By now it is old news that Los Angeles Clippers owner, Donald Sterling, wishes the Confederacy had won the Civil War.
Thanks to a recording by Sterling’s girlfriend, V. Stiviano, first obtained by TMZ, and now rebroadcast around the world, Sterling (or someone with an identical voice) can be heard spouting off racist diatribes about how he wishes his girlfriend would refrain from associating with African-Americans in public. The hateful and bigoted comments are nothing new for the man dubbed the “Slumlord Billionaire,” who has had to settle past housing discrimination lawsuits from tenants of his properties.
Yet while Sterling is rightfully receiving the nation’s scorn and anger, the legality of the infamous recording has seemingly been overlooked. However, there is little doubt that Stiviano’s recording is illegal under California law.
As the NBA continues to investigate the authenticity of the recording and the circumstances under which it was made, one important fact will be where the conversation took place. If the conversation and the recording occurred in California, then Stiviano broke the law, no matter her justification for doing so.
California takes its citizens’ rights to privacy very seriously. In fact, Article I, Section 1 of the state constitution provides that “All people are by nature free and independent and have inalienable rights. Among these are enjoying and defending life and liberty, acquiring, possessing, and protecting property, and pursuing and obtaining safety, happiness, and privacy.”
To ratchet up the protection of its citizens’ privacy, California enacted the “Invasion of Privacy Act” in 1967 because eavesdropping through recording devices create “a serious threat to the free exercise of personal liberties and cannot be tolerated in a free and civilized society.” Cal. Penal Code 630. California’s criminal law against eavesdropping criminalizes a very particular kind of eavesdropping. In order to be a crime, eavesdropping needs to have the following characteristics pursuant to Penal Code 632:
1. It needs to be intentional — not accidental.
2. The recording needs to take place without the permission of one of the parties to the overheard conversation. If one party consents and the other doesn’t, it is still eavesdropping.
3. The conversation needs to be confidential. This means that it needs to take place in circumstances that reasonably indicate that at least one party to the conversation intends for no one else to overhear it.
4. Most importantly, eavesdropping needs to involve the use of an electronic amplifying or recording device, either to overhear the conversation in the first place or to record it.

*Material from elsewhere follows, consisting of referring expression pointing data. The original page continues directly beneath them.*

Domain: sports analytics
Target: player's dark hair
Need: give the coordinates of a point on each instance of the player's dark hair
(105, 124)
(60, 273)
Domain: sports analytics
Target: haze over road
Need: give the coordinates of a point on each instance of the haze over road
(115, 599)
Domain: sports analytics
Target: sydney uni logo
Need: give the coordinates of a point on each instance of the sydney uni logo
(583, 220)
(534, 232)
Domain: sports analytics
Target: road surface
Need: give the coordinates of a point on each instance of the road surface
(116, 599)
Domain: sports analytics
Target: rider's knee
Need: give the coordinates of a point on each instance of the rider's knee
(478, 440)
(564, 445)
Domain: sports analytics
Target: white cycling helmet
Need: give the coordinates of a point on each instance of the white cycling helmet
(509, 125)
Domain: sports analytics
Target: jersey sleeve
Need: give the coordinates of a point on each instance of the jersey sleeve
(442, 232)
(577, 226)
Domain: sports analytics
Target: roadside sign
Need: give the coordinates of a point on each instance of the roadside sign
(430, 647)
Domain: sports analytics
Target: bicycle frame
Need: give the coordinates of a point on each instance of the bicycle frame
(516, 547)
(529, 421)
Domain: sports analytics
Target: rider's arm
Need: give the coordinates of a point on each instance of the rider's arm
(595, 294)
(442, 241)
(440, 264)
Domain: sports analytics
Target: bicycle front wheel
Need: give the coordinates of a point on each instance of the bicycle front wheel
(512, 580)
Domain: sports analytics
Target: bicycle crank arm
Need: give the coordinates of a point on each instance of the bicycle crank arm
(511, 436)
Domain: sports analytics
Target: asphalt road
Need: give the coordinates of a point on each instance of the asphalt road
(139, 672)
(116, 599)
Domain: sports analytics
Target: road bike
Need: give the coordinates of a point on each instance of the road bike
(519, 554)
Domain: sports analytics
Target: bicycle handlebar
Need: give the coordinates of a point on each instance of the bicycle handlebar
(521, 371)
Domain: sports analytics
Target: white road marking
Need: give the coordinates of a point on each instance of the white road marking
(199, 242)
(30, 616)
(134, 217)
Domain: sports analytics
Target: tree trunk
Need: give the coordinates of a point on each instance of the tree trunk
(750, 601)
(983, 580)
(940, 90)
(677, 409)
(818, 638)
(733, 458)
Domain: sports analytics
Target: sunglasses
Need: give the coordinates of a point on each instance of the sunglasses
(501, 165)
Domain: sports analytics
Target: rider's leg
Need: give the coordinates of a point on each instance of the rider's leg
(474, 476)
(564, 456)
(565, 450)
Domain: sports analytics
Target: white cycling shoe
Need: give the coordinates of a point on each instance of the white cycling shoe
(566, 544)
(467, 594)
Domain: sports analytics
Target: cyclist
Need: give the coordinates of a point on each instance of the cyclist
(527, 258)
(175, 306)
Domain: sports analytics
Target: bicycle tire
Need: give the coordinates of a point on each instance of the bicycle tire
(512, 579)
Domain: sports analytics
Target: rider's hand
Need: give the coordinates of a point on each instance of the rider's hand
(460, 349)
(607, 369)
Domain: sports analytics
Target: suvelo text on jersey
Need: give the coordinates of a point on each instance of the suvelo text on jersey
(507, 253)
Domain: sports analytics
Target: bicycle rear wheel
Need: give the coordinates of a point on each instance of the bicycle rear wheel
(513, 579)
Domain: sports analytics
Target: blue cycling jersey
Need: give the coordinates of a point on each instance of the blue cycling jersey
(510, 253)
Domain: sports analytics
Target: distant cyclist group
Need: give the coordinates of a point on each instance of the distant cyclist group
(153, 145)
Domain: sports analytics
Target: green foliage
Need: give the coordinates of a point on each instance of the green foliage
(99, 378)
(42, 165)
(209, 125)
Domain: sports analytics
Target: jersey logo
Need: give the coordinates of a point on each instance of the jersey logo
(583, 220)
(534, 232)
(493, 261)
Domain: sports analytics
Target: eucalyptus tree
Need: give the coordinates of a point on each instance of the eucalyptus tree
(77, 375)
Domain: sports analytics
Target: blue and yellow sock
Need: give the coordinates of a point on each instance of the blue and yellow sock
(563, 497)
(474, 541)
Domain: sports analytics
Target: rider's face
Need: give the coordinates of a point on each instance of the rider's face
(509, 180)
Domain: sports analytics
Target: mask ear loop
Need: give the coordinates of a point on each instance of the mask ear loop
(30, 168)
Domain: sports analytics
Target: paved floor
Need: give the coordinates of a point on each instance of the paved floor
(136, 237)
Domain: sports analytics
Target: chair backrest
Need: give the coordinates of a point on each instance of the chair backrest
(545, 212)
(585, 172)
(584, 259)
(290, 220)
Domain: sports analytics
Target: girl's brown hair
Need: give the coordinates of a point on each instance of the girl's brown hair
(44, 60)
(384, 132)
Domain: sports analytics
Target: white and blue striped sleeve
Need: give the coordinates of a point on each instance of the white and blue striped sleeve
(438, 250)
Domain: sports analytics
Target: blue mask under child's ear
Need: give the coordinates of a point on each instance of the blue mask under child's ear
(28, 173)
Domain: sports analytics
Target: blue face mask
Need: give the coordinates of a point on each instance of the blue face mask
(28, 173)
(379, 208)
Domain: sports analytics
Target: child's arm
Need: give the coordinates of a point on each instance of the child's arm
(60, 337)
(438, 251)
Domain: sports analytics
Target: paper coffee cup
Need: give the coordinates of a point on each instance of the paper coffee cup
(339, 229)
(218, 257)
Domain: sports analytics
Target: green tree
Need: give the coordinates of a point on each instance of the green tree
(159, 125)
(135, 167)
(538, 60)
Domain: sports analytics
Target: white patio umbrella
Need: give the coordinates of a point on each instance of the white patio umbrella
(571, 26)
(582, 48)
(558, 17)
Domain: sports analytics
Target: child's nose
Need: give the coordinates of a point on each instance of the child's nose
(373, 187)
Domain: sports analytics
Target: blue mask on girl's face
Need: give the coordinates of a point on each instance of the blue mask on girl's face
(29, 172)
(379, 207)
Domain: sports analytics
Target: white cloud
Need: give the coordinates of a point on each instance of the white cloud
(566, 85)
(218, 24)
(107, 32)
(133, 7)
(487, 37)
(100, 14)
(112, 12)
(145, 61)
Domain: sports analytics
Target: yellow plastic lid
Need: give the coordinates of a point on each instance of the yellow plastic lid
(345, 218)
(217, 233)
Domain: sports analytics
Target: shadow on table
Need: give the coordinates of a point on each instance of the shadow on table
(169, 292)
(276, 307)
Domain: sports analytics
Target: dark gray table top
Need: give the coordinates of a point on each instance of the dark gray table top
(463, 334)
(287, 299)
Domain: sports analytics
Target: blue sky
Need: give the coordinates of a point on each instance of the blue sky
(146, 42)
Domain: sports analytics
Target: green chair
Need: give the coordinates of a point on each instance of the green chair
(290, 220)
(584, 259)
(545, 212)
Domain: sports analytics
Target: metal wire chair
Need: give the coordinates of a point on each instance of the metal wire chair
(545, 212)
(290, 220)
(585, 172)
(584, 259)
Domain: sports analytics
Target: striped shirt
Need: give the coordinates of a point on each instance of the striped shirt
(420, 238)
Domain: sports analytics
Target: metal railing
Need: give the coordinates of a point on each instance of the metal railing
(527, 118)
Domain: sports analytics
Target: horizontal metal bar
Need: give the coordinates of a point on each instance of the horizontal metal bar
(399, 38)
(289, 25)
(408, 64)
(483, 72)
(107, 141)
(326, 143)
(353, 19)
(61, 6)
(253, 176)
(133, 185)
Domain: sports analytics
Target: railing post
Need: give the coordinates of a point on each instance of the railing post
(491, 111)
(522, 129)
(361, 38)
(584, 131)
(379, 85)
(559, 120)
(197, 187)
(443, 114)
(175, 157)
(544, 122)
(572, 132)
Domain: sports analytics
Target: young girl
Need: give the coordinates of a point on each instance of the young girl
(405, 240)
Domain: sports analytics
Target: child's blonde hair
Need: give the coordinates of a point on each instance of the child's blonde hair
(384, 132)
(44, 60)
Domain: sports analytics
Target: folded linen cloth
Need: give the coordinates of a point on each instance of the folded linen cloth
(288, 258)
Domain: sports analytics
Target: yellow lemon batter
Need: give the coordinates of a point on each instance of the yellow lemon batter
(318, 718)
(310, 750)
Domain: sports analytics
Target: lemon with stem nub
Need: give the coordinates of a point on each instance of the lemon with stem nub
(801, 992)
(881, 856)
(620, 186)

Section 631 makes such unlawful eavesdropping punishable as a misdemeanor by a fine not exceeding $2,500, or by imprisonment in the county jail not exceeding one year. However, a prosecutor has the discretion to charge eavesdropping as a felony, which is punishable by up to three years in state prison, a $2,500 fine, or both.
Additionally, under Penal Code sections 632.5 and 632.6, the same penalties apply if someone intercepts a call between two phones with criminal intent and without the consent of both parties to the call.
At this point, not enough facts are known about where the racist conversation took place or how it was recorded. However, if Stiviano recorded Sterling without his consent, and in a place where he had a reasonable expectation of privacy, then she could face criminal charges. Additionally, Sterling could file a civil suit against Viviano, but it would appear that any of her assets likely came from Sterling. So he would just be suing to recoup his own money.
Viviano has a laundry list of reasons, most of them admirable, for releasing this recording. However, she still might want to save some money for a criminal defense lawyer.